Tips for ML researchers on shared clusters who are tired of slow experiments and sleepy GPUs.


Wait, Why Is My GPU So Bored? 🥹

Ever peeked at nvidia-smi mid-training and felt personally offended by a 15% GPU utilization reading?

You’re not alone.

In many ML setups—especially in deep reinforcement learning or self-supervised learning—the GPU ends up spending more time waiting around than doing actual work.
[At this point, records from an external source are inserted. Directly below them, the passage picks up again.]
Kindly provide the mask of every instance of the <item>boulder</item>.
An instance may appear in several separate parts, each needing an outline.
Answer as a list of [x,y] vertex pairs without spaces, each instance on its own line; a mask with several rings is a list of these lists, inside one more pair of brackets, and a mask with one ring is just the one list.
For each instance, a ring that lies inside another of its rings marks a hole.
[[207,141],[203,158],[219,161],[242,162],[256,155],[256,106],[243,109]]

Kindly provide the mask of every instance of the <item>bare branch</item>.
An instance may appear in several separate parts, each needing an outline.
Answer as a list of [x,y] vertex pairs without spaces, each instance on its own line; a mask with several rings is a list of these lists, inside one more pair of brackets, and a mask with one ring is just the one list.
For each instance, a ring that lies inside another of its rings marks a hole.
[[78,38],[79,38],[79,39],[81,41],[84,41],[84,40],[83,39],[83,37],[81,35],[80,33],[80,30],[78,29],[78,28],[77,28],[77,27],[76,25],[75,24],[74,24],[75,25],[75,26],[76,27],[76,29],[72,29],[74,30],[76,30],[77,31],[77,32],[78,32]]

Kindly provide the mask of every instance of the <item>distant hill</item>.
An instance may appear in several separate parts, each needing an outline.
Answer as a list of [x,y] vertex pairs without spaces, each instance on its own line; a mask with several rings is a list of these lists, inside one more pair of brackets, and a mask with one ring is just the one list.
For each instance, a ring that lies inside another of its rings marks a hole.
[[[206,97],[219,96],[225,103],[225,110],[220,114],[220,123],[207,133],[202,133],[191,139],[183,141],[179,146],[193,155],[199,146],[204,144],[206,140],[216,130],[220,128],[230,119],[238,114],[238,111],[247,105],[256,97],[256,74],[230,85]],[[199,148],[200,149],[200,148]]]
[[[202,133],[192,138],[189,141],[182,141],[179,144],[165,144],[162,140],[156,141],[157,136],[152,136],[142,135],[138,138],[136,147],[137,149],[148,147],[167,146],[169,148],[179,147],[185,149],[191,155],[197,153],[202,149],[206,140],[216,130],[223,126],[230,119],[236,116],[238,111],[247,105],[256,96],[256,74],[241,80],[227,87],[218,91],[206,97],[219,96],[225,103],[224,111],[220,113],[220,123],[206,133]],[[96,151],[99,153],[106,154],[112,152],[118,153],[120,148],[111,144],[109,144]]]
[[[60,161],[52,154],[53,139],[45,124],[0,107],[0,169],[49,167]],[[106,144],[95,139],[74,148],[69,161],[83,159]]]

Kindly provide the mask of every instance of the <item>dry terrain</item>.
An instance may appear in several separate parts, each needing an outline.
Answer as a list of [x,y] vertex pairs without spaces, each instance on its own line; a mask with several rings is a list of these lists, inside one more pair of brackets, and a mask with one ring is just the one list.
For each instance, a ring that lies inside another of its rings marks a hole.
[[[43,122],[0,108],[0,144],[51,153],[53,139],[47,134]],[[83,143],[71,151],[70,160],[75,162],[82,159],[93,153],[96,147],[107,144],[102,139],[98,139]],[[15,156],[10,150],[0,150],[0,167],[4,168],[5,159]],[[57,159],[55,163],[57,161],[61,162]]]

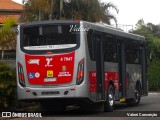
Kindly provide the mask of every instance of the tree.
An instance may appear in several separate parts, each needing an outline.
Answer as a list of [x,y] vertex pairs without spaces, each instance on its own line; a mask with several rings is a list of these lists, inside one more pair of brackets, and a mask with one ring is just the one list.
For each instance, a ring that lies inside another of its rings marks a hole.
[[2,50],[5,48],[15,48],[16,46],[16,32],[11,29],[15,24],[15,20],[8,18],[0,29],[0,47]]
[[81,19],[90,22],[105,22],[110,24],[116,17],[110,12],[118,8],[112,3],[100,3],[99,0],[24,0],[24,20],[41,21],[51,19]]
[[117,12],[117,14],[119,12],[119,9],[111,2],[109,2],[108,4],[102,3],[101,7],[102,7],[102,12],[103,12],[102,21],[108,24],[111,24],[110,21],[113,19],[117,25],[117,18],[115,17],[115,15],[113,15],[110,12],[110,8],[114,9]]
[[139,34],[145,37],[147,41],[147,58],[149,61],[152,56],[152,62],[149,62],[148,67],[148,82],[149,90],[160,90],[160,25],[152,23],[145,24],[143,19],[140,19],[136,24],[136,30],[132,33]]

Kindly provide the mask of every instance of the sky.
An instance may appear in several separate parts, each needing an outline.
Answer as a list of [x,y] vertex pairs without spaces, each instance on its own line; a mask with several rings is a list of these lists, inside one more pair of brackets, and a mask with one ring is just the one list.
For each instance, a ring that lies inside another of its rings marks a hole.
[[[22,0],[13,0],[22,3]],[[112,2],[119,9],[116,15],[119,25],[131,25],[135,27],[138,20],[142,19],[145,23],[160,24],[160,0],[101,0],[102,2]],[[115,24],[113,21],[112,24]]]

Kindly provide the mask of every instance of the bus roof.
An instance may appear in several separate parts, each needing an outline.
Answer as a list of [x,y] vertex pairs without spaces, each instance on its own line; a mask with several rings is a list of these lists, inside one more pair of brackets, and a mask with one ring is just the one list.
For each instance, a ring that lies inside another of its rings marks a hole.
[[140,40],[140,41],[145,41],[145,38],[143,36],[137,35],[137,34],[132,34],[132,33],[127,33],[124,32],[123,30],[117,29],[111,25],[106,25],[103,23],[91,23],[87,21],[81,21],[81,20],[50,20],[50,21],[38,21],[38,22],[29,22],[29,23],[21,23],[20,25],[29,25],[29,26],[34,26],[34,25],[44,25],[44,24],[62,24],[62,23],[82,23],[84,27],[89,27],[89,29],[101,31],[101,32],[106,32],[109,34],[113,34],[122,38],[130,38],[134,40]]
[[134,39],[134,40],[145,41],[145,37],[143,36],[124,32],[123,30],[117,29],[111,25],[105,25],[103,23],[90,23],[86,21],[83,21],[83,23],[85,27],[90,27],[90,29],[93,29],[93,30],[106,32],[106,33],[113,34],[113,35],[116,35],[122,38],[129,38],[129,39]]

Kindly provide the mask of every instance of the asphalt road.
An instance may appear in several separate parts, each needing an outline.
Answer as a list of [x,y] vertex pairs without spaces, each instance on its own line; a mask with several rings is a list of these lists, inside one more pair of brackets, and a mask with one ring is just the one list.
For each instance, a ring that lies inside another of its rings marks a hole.
[[[133,116],[134,115],[134,116]],[[142,117],[142,115],[144,115]],[[149,115],[149,117],[147,116]],[[130,117],[128,117],[130,116]],[[153,116],[153,117],[152,117]],[[159,116],[159,117],[156,117]],[[117,103],[114,112],[83,112],[78,108],[63,113],[51,113],[42,118],[13,118],[13,120],[159,120],[160,119],[160,93],[150,92],[141,98],[141,103],[136,107]]]

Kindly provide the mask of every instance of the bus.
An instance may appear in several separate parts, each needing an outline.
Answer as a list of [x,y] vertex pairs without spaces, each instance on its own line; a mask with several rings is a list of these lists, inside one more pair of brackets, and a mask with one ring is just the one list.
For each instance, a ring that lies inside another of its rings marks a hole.
[[136,106],[148,95],[143,36],[80,20],[22,23],[17,31],[19,100],[113,111],[116,101]]

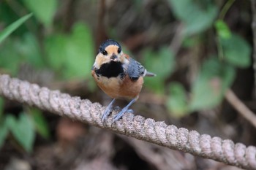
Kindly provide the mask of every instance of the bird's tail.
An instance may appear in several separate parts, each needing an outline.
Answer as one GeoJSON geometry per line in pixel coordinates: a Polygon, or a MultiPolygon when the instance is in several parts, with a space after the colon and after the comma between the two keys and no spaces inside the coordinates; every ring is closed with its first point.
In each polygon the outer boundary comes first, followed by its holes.
{"type": "Polygon", "coordinates": [[[145,76],[146,76],[146,77],[155,77],[155,76],[157,76],[157,74],[154,73],[152,73],[152,72],[149,72],[147,70],[145,70],[144,77],[145,76]]]}

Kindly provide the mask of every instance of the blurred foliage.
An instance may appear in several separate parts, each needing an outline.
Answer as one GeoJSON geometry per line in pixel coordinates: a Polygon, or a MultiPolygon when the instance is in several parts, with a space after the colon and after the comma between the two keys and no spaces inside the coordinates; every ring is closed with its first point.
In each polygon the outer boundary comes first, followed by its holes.
{"type": "Polygon", "coordinates": [[[208,1],[168,0],[174,15],[184,23],[185,35],[200,34],[209,28],[217,16],[217,7],[208,1]]]}
{"type": "Polygon", "coordinates": [[[177,117],[184,116],[188,112],[187,97],[185,89],[181,83],[174,82],[170,85],[170,96],[167,106],[173,115],[177,117]]]}
{"type": "Polygon", "coordinates": [[[143,52],[143,61],[147,70],[157,74],[154,81],[145,79],[145,85],[154,91],[165,92],[165,79],[172,74],[175,69],[175,58],[167,47],[162,47],[158,51],[145,49],[143,52]]]}
{"type": "Polygon", "coordinates": [[[217,58],[206,61],[192,85],[190,111],[213,108],[219,104],[234,76],[234,68],[229,64],[217,58]]]}
{"type": "Polygon", "coordinates": [[[26,15],[22,17],[20,19],[14,22],[12,24],[6,28],[4,31],[0,33],[0,43],[4,41],[12,32],[13,32],[15,29],[18,28],[22,23],[23,23],[26,20],[27,20],[32,14],[26,15]]]}
{"type": "Polygon", "coordinates": [[[23,0],[23,1],[45,28],[51,26],[58,7],[57,0],[23,0]]]}
{"type": "Polygon", "coordinates": [[[31,117],[21,112],[18,118],[11,114],[8,114],[5,118],[4,122],[14,138],[27,152],[31,152],[35,139],[34,125],[31,117]]]}
{"type": "Polygon", "coordinates": [[[77,23],[69,35],[55,34],[45,39],[48,61],[53,69],[66,78],[85,78],[91,75],[94,46],[88,26],[77,23]]]}

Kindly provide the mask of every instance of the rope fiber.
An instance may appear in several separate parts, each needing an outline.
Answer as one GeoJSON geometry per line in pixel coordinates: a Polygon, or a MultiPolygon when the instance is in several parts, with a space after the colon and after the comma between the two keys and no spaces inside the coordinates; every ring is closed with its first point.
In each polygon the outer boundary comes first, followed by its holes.
{"type": "Polygon", "coordinates": [[[59,90],[50,90],[6,74],[0,74],[0,95],[8,99],[34,106],[61,116],[107,128],[116,133],[147,141],[173,150],[213,159],[246,169],[256,170],[256,147],[231,140],[200,135],[195,131],[178,128],[164,122],[126,113],[112,124],[113,111],[105,123],[101,121],[105,107],[88,99],[71,97],[59,90]]]}

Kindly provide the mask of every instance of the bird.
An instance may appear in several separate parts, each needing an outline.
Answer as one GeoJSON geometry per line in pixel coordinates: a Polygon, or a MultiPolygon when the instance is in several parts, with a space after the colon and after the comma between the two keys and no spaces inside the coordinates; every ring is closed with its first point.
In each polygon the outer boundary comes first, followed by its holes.
{"type": "Polygon", "coordinates": [[[129,107],[139,98],[143,77],[156,76],[155,74],[147,72],[138,61],[124,53],[119,43],[113,39],[107,39],[100,45],[91,68],[91,75],[97,85],[113,98],[101,117],[103,123],[113,111],[116,99],[130,100],[113,117],[113,123],[125,112],[132,111],[129,107]]]}

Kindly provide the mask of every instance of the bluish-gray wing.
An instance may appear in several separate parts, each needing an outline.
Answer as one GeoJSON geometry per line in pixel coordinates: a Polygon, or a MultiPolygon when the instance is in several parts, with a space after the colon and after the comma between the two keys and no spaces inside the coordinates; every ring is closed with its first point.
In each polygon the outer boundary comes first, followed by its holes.
{"type": "Polygon", "coordinates": [[[144,76],[146,71],[139,62],[131,58],[129,58],[129,61],[127,74],[131,80],[135,81],[139,79],[140,76],[144,76]]]}

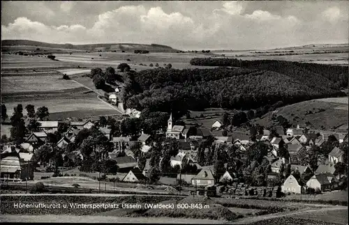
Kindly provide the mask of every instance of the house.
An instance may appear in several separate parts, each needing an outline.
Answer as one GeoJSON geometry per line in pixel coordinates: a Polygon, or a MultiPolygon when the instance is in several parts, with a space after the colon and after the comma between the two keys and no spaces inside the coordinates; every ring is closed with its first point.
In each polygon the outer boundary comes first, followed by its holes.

Here’s why:

  • Your model might be tiny (looking at you, MLPs and small CNNs).
  • Environment steps in RL live on the CPU and take their sweet time.
  • Data augmentation and preprocessing often clog the CPU while the GPU twiddles its thumbs.
  • Even classic vision or SimCLR jobs on CIFAR-10 barely dent the surface of a modern A100’s power.

Moral of the story? You’ve got untapped compute just sitting there.

Signs of GPU Underuse

Here’s how to know your GPU’s taking a nap:

  • nvidia-smi shows plenty of free VRAM (e.g., using 5 GB out of 40 GB).
  • Compute “Util” column idles in the teens while the CPU sits near 100 %.
    • Example: a fastai ResNet-18 computer-vision run on an A100 sat at ~20 % util with memory to spare (reference) or an RLlib DQN job with 256 k batch size still spiked only briefly above 25 %

You might be tempted to buy more GPUs. Don’t. Use what you already have better.

The Secret: Run Multiple Jobs at Once

If your current job is only using a slice of the GPU, just stack more on top!

Here’s the magic formula:

# Run three jobs in parallel
for cfg in cfg1.yaml cfg2.yaml cfg3.yaml; do
    python train.py --config $cfg & 
done
wait # Let them all finish before exiting

Why it works:

  • Each job uses a slice of VRAM; their peaks rarely coincide.

  • Streaming Multiprocessor stay busier because when one job waits on the CPU, another is mid-backprop.
    • More info on SMs: Each SM handles the actual math operations (like matrix multiplies and convolutions). A100 has 108 SMs, which means it can handle a lot of parallel math — if you feed it well.
  • You triple sweep throughput without touching the cluster queue.

This trick works great for:

  • Hyperparameter sweeps
  • Seed averaging
  • Trying three ideas because you’re impatient (relatable)

Tips, Pitfalls, and Gotchas (With Explanations!)

✅ / ⚠️ What You Should Know Why It Matters
Leave ~10% VRAM unused PyTorch loves to surprise you with memory spikes. A small buffer helps you avoid sudden OOM crashes that wipe out all jobs.
Use /scratch or SSD storage If three jobs all hit the disk at once on slow storage, your fancy parallelism will turn into a data-loading traffic jam.
Tag runs in your logger (e.g., wandb --group stacked) Keeps your dashboards from looking like a spaghetti bowl of metrics. Easier to compare, track, and brag about.
Watch num_workers and threads Each job spawns data loaders. Multiply that by three and suddenly your system has 48 zombie processes hoarding RAM. Keep things lean.
⚠️ Don’t stack giant models If you’re running LLMs, ViTs, or anything eating 80%+ VRAM, just… don’t. You’ll get out-of-memory errors faster than you can say “SIGKILL”.
⚠️ Know your cluster’s rules Some clusters have strict policies: one job per GPU, no background processes, etc. Break them, and you might lose access. Nobody wants that email.

TL;DR 💛

If your GPU looks bored, it probably is.

Instead of leaving it idle, stack 2–3 light-to-medium jobs on the same card. You’ll:

  • Finish sweeps 2–3x faster
  • Reduce total GPU-hours
  • Help your labmates get off the waitlist

Your Move 💅

  1. Fire up few extra jobs.
  2. Monitor nvidia-smi.
  3. Watch your GPU actually break a sweat.
  4. Flex your productivity gains.

You don’t need more compute—you just need to use it smarter.